Допив кофе, он вернулся в комнату, выключил музыку и поехал на ближайший к Поселку хлебозавод.

По магазинам хлеб развозили машины специализированного автохозяйства. Среди них, разумеется, самосвалов быть не могло, поэтому задача усложнялась неимоверно – буханки мог скинуть в болото любой самосвал, из любого автопарка. Попробуй его найди. Сколько их в крупном городе – тысячи?

На хлебозаводе Петельников толкался до пяти вечера, представившись инспектором пожарного надзора. Эта таинственность скрывала его цель, но и не давала прямо спросить о хлебе. Не добыв ни крупицы информации, он уехал; впрочем, крупица была – хлебозаводы могли иметь свой автотранспорт для технических нужд. На этом хлебозаводе самосвалов не числилось...

В половине шестого Петельников опять вошел в свою квартиру и задумчиво глянул на кнопку стереопроигрывателя, которую стоило лишь нажать, и одинокая скрипка постарается развеять одиночество этих стен. Впереди был вечер. Переборенный сон отступил, но не настолько, чтобы инспектор смог заняться делами. Читать книгу? Смотреть телевизор? Или пить под музыку кофе?

Он снял плащ и прошел на кухню. Казалось, чашка еще не остыла от утренних трех порций. Инспектор открыл холодильник, безвкусно пожевал колбасы, запил ее томатным соком и опять взялся за волглый плащ. То, что намеревался он сделать, можно было перенести и на завтра. Но завтра нахлынут другие дела.

Инспектор поехал на другой хлебозавод, который был далековато от Поселка, но расположен на окраине города...

Уже стемнело.
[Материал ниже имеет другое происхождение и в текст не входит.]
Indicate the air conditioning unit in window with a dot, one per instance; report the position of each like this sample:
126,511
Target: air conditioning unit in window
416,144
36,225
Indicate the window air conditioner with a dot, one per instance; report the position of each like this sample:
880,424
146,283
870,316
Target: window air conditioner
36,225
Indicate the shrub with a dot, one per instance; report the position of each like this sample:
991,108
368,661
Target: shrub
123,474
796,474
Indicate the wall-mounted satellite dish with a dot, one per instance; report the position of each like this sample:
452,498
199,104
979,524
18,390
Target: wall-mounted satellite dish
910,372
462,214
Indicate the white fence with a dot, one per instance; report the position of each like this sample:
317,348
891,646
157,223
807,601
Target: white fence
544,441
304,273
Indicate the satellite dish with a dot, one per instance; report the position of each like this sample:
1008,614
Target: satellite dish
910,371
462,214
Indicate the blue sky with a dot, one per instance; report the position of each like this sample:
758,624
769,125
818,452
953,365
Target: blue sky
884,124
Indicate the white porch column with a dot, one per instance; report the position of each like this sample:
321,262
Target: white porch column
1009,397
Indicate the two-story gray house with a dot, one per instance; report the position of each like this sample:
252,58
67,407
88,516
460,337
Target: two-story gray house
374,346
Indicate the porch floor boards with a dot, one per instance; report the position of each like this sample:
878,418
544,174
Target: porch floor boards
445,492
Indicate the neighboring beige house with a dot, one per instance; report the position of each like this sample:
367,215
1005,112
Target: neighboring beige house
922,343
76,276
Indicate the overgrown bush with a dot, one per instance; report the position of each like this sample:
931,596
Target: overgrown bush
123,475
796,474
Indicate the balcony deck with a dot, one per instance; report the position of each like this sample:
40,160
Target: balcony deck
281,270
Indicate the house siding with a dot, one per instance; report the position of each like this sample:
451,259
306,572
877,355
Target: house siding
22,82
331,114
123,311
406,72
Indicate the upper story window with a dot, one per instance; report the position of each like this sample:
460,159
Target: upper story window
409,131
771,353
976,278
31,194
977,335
Вахтер глянул в удостоверение и сообщил, что администрация вся уехала. Но теперь Петельникова интересовала не администрация. Он стал прогуливаться по рабочему двору, приглядываясь к складам, мастерским и подсобным помещениям.
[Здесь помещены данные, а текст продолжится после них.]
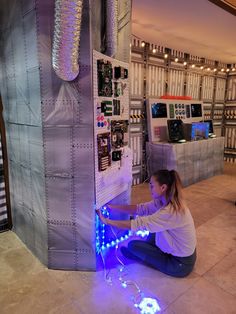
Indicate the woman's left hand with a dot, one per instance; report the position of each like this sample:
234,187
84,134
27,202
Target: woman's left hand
102,218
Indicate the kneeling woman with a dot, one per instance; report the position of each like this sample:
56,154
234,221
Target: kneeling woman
171,245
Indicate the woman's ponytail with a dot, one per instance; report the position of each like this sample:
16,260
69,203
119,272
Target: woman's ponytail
174,194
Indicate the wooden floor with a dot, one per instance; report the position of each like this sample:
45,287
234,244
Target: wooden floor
26,286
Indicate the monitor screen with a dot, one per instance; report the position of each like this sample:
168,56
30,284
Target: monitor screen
200,131
211,130
196,110
159,110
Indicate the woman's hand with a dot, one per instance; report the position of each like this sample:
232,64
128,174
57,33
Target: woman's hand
102,218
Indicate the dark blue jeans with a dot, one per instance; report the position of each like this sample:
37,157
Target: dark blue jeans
150,254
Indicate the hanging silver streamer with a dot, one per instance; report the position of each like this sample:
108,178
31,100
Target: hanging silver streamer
66,38
111,27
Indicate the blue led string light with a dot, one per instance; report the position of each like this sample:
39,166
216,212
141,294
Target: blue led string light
145,305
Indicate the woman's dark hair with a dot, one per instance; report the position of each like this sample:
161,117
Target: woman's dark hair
174,190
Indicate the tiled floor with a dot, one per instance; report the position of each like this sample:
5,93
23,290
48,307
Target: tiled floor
26,286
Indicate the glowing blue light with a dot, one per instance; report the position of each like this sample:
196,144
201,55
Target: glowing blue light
148,306
124,284
142,233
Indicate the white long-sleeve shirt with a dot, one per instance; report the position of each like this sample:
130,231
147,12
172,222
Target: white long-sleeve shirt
175,232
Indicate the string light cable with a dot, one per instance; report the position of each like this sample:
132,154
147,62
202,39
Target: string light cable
144,304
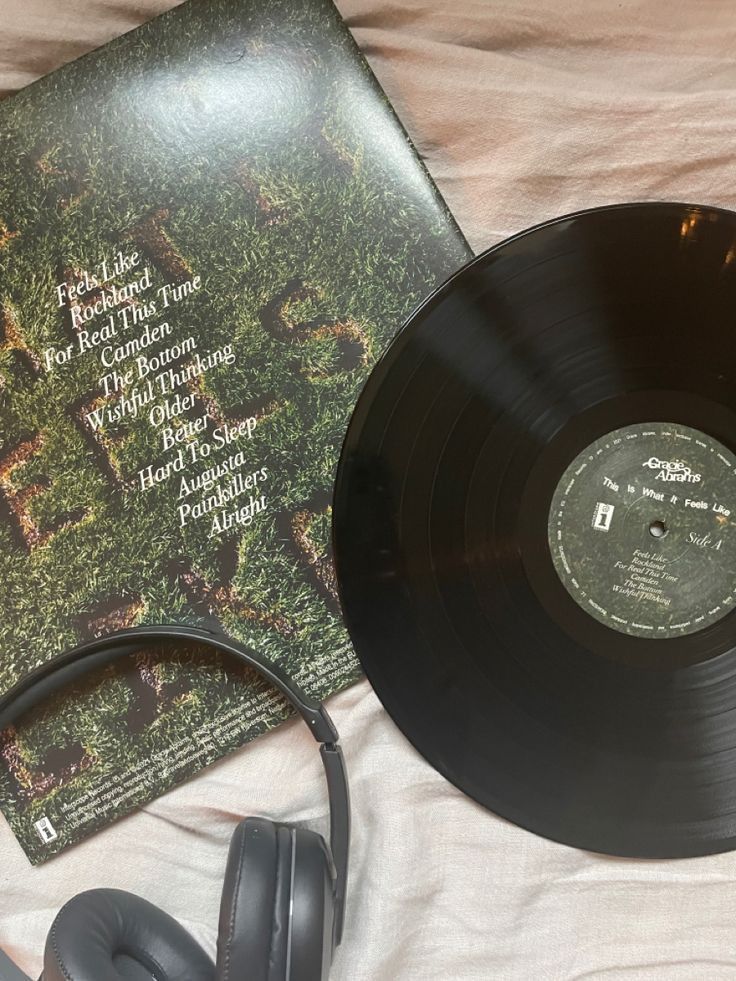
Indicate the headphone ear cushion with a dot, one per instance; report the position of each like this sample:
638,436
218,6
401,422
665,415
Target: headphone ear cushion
108,934
277,909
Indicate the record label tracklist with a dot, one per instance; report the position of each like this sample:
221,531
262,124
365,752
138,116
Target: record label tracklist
642,533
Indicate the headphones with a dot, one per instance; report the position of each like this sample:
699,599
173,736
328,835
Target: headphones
283,898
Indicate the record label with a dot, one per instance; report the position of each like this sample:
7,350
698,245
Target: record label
642,533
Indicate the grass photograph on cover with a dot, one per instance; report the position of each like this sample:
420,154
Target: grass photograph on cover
209,231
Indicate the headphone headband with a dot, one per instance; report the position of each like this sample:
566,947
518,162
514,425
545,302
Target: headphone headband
51,676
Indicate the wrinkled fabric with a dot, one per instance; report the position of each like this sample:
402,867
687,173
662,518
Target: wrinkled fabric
522,111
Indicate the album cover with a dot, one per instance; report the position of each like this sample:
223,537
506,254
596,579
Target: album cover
209,230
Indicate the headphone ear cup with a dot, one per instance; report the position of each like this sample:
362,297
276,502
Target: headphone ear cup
277,908
108,934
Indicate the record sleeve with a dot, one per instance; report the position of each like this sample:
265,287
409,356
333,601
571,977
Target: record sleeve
209,230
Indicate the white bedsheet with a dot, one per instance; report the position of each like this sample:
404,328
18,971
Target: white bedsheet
523,111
Бокс искать не пришлось – в распахнутую дверь инспектор увидел голубенький самосвал. Он подошел, втиснулся меж кабиной и стеной и глянул под машину. Заднего колеса не было. И в груди екнула радостная уверенность: видимо, его сознание в долю секунды прокрутило и соединило ряд фактов – самосвал, загородный хлебозавод, почему-то меняются покрышки...

Петельников огляделся в тесном и темном помещении – теперь все дело в этих покрышках. Два уже снятых ската прислонились к верстаку. Инспектор упал перед ними на колени и начал вертеть, вглядываясь в рисунок протектора. Вот он, характерный скол... А вот поперечный разрез, о котором говорил эксперт. Петельников вскочил – эту покрышку нужно было изъять с понятыми...
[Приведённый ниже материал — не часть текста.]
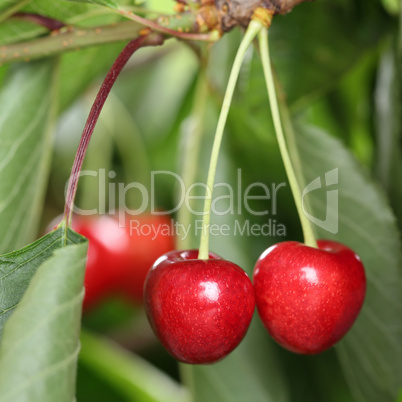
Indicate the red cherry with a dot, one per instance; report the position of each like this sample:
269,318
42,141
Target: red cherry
107,260
199,309
308,298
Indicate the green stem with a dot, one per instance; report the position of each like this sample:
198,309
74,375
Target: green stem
193,137
252,30
308,233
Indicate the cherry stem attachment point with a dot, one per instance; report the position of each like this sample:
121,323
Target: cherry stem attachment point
253,28
110,79
308,233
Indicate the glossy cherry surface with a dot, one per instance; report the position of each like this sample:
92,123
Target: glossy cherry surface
308,298
150,236
200,310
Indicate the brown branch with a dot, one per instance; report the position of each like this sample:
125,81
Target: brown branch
238,12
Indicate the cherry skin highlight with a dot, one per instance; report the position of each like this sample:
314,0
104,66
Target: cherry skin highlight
200,310
308,298
150,236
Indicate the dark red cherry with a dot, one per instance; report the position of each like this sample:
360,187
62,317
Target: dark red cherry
308,298
199,309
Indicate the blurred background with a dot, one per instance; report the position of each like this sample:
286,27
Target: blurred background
338,69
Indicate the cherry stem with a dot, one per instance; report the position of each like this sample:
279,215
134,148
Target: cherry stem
93,116
308,233
192,141
253,28
209,37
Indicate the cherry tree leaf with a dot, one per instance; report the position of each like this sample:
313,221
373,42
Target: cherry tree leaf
9,7
40,346
107,3
27,109
18,268
371,353
130,374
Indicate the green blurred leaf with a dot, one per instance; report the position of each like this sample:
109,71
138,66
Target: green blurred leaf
134,377
250,373
106,3
371,353
388,96
392,6
18,268
40,346
27,109
9,7
314,45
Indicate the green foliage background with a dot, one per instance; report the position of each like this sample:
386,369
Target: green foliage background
338,65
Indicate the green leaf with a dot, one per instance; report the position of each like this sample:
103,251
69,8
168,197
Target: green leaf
251,373
9,7
18,268
134,377
371,353
309,58
27,109
40,346
389,136
106,3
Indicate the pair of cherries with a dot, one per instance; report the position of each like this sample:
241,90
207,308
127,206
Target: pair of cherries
307,298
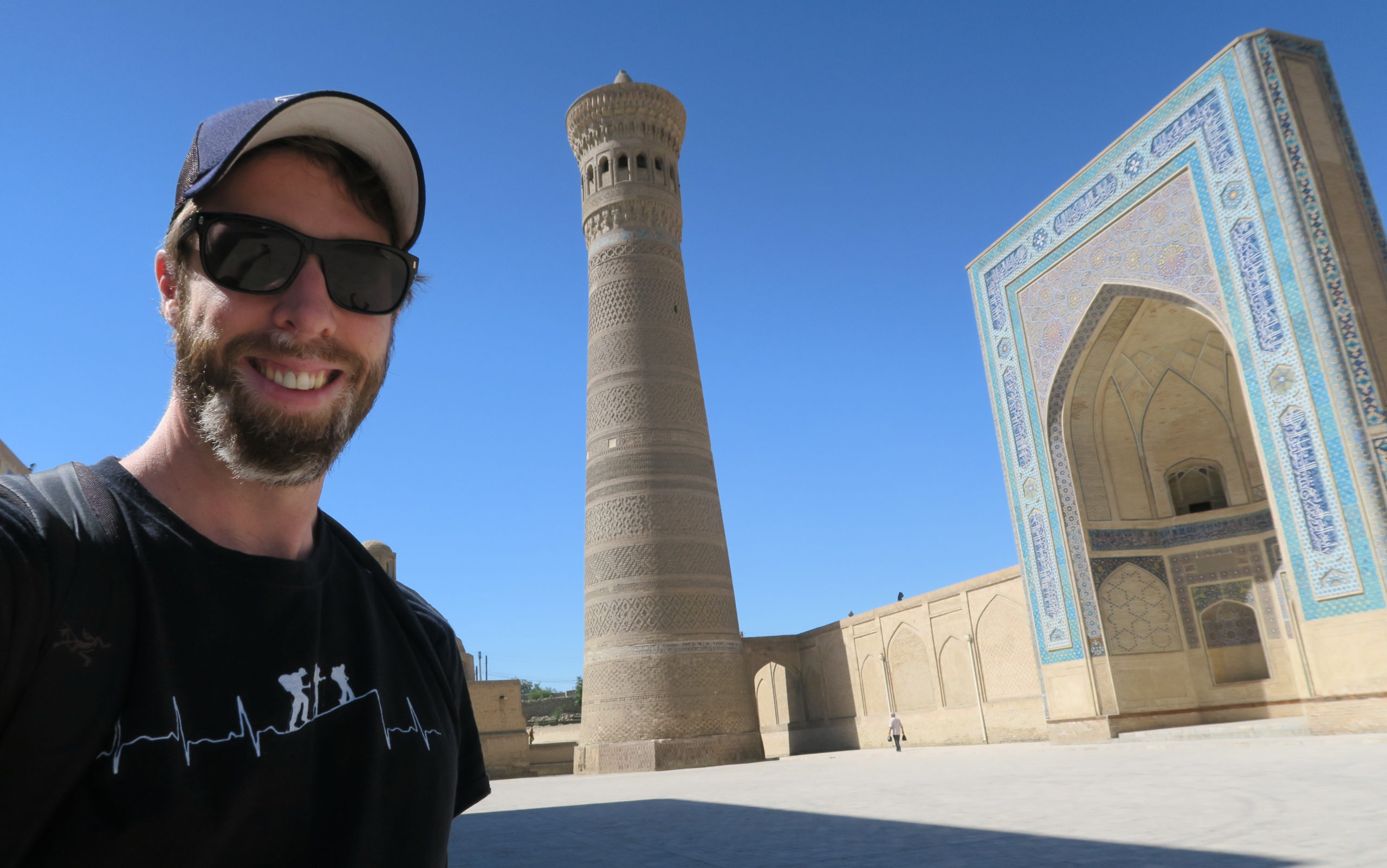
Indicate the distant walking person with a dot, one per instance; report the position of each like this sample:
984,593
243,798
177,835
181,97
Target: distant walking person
295,684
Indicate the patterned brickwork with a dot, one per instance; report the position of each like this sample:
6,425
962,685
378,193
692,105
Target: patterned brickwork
659,619
660,614
666,696
648,405
658,512
651,559
648,301
641,348
647,462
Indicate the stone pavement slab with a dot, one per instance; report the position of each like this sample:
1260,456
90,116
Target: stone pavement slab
1254,804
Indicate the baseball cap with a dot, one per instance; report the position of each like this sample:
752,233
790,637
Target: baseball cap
345,118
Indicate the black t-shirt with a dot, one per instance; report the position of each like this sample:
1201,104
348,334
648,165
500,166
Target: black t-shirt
279,712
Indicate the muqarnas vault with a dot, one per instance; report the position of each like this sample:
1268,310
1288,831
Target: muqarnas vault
1185,348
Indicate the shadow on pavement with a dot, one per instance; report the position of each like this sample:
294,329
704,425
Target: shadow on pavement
677,834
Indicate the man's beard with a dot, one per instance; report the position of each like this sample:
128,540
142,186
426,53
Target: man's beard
256,440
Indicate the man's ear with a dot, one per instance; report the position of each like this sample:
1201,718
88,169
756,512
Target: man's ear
168,288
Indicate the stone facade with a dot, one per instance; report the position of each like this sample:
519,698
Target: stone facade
505,745
1185,348
928,658
663,681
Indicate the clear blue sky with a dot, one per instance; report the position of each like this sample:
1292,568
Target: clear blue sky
842,164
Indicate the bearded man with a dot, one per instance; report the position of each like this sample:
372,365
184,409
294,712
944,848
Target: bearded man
160,614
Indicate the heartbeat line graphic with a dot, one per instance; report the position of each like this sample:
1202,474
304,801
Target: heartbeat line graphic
249,731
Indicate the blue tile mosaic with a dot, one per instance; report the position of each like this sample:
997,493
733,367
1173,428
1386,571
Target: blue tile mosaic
996,278
1085,206
1257,283
1053,621
1017,415
1204,115
1310,482
1232,131
1181,534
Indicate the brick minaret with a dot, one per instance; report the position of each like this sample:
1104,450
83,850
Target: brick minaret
663,678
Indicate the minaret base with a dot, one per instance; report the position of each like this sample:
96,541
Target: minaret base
663,755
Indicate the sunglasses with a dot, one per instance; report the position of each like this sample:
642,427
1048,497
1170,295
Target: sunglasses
256,256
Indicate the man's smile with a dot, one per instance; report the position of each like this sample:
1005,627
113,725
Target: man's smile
303,378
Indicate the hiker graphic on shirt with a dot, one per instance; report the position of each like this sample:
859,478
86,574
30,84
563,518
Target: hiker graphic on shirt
295,684
340,677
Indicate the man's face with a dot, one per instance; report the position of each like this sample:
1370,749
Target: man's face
276,385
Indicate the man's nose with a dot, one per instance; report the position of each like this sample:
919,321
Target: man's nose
306,308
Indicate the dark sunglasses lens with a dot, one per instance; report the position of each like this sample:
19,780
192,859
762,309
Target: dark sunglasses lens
249,256
365,278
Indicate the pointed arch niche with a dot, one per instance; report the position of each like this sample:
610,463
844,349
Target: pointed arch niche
1148,417
1156,403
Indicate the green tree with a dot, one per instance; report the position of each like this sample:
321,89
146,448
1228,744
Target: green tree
532,690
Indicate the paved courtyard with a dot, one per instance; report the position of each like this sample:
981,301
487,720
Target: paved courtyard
1254,804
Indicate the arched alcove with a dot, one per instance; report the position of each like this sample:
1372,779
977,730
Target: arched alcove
1234,643
908,659
1138,612
777,695
956,673
873,684
1148,386
1009,666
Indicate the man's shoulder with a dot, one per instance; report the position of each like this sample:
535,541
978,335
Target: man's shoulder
437,627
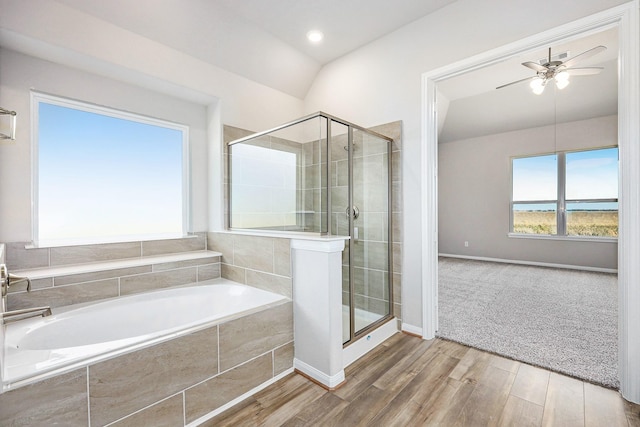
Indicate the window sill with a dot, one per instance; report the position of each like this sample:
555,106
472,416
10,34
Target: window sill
89,242
591,239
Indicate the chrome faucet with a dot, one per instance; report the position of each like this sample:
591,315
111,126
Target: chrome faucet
7,280
25,313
Узкий проход, и без того темный, закупорила плечистая неясная фигура.

– Домкрат пришел свистнуть или к аккумулятору ноги приделать, а? – хрипло спросила фигура. – А ну вали отсюда!

– Не вали, а здравствуйте.

– Тебе повторить?

– Да, пожалуйста, – вежливо попросил Петельников.

Щелкнул выключатель. Свет пыльной лампочки осветил бокс. Рассмотрев высокую фигуру инспектора, хриплый мужчина замешкался.

– Ваша машина? – спросил Петельников голосом, от которого мигнула пыльная лампочка.

– Моя, а что?

– Вот почему нервишки задергались, дядя...

– А ты кто?

– Уголовный розыск. Переодевайся-ка, да поехали.

Один бывалый человек спросил, знаю ли я, что такое бус. Я лишь пожал плечами. Он кого-то еще спросил. Никто не знал.

Бус – это мучная пыль, которая оседает на стенах и балках мельниц. В голодные годы ее сметают и пекут хлеб. Липкий и черный.

Леонид Харитонович Башаев, насупленный крупный мужчина, поглядывал на следователя исподлобья, хотя лоб у него был узок, как ремешок; поглядывал он из-под курчаво-путаной шевелюры, нечесанной со дня рождения. Лицо краснело, словно всю жизнь он простоял у сильного огня. Большой нос, который на широких скулах казался одиноким, туго сопел. Во взгляде тлели как бы две заботы: одна о том разговоре, который предстоял, а вторая, далекая и страждущая, ждала своего дня, часа, чтобы утолиться.